Let $R$ be an integral domain ( $R$ has unity and commutative with no zero divisors).

Consider the pair $S=\{(a,b)|a,b\in R, b\neq 0\}$ .

And define the equivalence relation on $S$ as follows:

$(a,b)\sim (c,d)$ if and only if $ad=bc$ .

We denote $[(a,b)]$ as set of all elements in $S$ equivalent to $(a,b)$ .

Let $F$ be the set of all equivalent classes. We define addition and multiplication on $F$ as follows:

[(a,b)]+[(c,d)]=[(ad+bc,bd)]

[(a,b)]\cdot[(c,d)]=[(ac,bd)]

Addition:

If $(a,b)\sim (a',b')$ , and $(c,d)\sim (c',d')$ , then we want to show that $(ad+bc,bd)\sim (a'd+c'd,b'd)$ .

Since $(a,b)\sim (a',b')$ , then $ab'=a'b$ ; $(c,d)\sim (c',d')$ , then $cd'=dc'$ ,

So $ab'dd'=a'bdd'$ , and $cd'bb'=dc'bb'$ .

$adb'd'+bcb'd'=a'd'bd+b'c'bd$ , therefore $(ad+bc,bd)\sim (a'd+c'd,b'd)$ .

Multiplication:

If $(a,b)\sim (a',b')$ , and $(c,d)\sim (c',d')$ , then we want to show that $(ac,bd)\sim (a'c',b'd')$ .

Since $(a,b)\sim (a',b')$ , then $ab'=a'b$ ; $(c,d)\sim (c',d')$ , then $cd'=dc'$ , so $(ac,bd)\sim (a'c',b'd')$

additive identity: $(0,1)\in F$
additive inverse: $(a,b)\in F$ , then $(-a,b)\in F$ and $(-a,b)+(a,b)=(0,1)\in F$
additive associativity: bit long.
multiplicative identity: $(1,1)\in F$
multiplicative inverse: $[(a,b)]$ is non zero if and only if $a\neq 0$ , then $a^{-1}=[(b,a)]\in F$ .
multiplicative associativity: bit long
distributivity: skip, too long.

Such field is called a quotient field of $R$ .
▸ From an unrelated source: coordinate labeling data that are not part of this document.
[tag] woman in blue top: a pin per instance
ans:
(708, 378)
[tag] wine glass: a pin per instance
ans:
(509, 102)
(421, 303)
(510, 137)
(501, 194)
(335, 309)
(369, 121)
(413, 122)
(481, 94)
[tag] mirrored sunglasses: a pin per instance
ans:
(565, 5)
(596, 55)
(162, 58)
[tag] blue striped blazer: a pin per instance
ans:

And $F$ contains $R$ by $\phi:R\to F$ , $\phi(a)=[(a,1)]$ .

This is a ring homomorphism.

and $\phi$ is injective.

If $\phi(a)=\phi(b)$ , then $a=b$ .

Let $D\subset \mathbb R$ and

\mathbb Z \subset D\coloneqq \{a+b\sqrt{2}:a,b\in \mathbb Z\}

Then $D$ is a subring of $\mathbb R$ , and integral domain, with usual addition and multiplication.
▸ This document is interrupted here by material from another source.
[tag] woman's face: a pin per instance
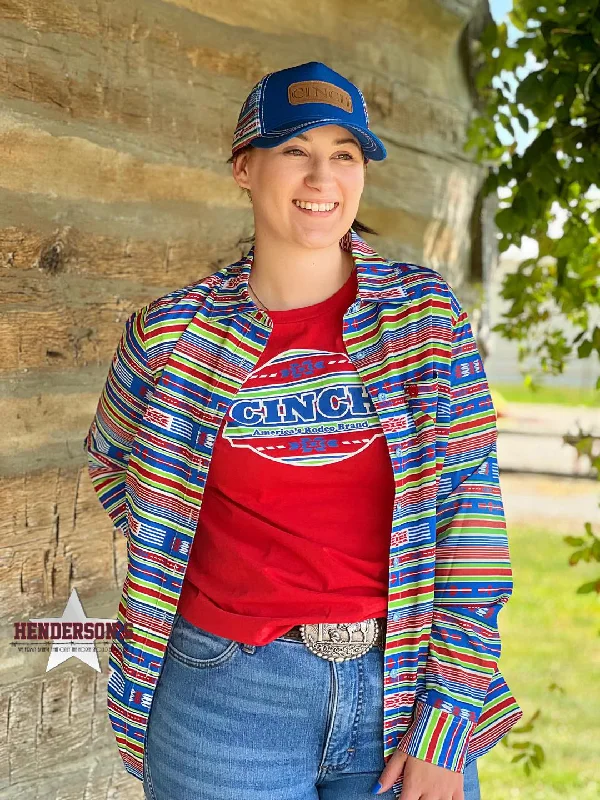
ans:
(322, 166)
(a+b\sqrt{2})(c+d\sqrt{2})=(ac+2bd)+(ad+bc)\sqrt{2}

-(a+b\sqrt{2})=(-a)+(-b)\sqrt{2})

…

$D$ is a integral domain since $\mathbb R$ has no zero divisors, therefore $D$ has no zero divisors.

Consider the field of quotients of $D$ . $[(a+b\sqrt{2},c+d\sqrt{2})]$ . This is isomorphic to $\mathbb Q(\sqrt2)=\{r+s\sqrt{2}:r,s\in \mathbb Q\}$

m+n\sqrt{2}=\frac{m}{n}+\frac{m'}{n'}\sqrt{2}\mapsto [(mn'+nm'\sqrt{2},nn')]
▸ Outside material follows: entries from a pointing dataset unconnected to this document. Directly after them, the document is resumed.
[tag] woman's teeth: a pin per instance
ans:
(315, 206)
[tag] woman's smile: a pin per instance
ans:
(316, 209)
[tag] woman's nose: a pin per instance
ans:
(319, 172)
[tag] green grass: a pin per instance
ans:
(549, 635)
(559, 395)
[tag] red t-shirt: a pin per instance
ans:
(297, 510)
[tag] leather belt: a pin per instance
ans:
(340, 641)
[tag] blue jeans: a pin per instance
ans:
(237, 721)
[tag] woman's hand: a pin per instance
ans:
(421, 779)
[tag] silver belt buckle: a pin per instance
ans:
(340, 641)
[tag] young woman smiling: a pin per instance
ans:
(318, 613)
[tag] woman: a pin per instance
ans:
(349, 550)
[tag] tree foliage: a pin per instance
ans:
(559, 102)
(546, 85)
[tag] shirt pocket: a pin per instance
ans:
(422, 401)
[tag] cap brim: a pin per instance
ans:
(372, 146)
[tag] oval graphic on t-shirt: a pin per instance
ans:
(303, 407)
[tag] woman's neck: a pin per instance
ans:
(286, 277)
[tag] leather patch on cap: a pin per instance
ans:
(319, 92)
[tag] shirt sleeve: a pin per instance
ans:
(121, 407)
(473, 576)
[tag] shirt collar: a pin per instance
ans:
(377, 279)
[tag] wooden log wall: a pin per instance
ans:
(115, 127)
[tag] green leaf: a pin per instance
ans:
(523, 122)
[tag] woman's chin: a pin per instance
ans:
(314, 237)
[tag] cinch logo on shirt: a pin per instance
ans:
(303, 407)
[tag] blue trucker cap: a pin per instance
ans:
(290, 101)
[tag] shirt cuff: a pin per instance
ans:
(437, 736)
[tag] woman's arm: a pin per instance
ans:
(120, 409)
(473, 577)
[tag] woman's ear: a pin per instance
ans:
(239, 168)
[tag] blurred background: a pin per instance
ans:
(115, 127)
And use rationalization on the forward direction.

Let $R$ be a ring, a polynomial with coefficients in $R$ is a sum

a_0+a_1x+\cdots+a_nx^n

where $a_i\in R$ . $x$ is indeterminate, $a_0,a_1,\cdots,a_n$ are called coefficients. $a_0$ is the constant term.

If $f$ is a non-zero polynomial, then the degree of $f$ is defined as the largest $n$ such that $a_n\neq 0$ .

Let $f=1+2x+0x^2-1x^3+0x^4$ , then $deg f=3$

If $R$ has a unity $1$ , then we write $x^m$ instead of $1x^m$ .

Let $R[x]$ denote the set of all polynomials with coefficients in $R$ .

We define multiplication and addition on $R[x]$ .

$f:a_0+a_1x+\cdots+a_nx^n$

$g:b_0+b_1x+\cdots+b_mx^m$

Define,

f+g=a_0+b_0+a_1x+b_1x+\cdots+a_nx^n+b_mx^m

fg=(a_0b_0)+(a_1b_0)x+\cdots+(a_nb_m)x^m

In general, the coefficient of $x^m=\sum_{i=0}^{m}a_ix^{m-i}$ .

Caution

The field $R$ may not be commutative, follow the order of computation matters.

We will show that this is a ring and explore additional properties.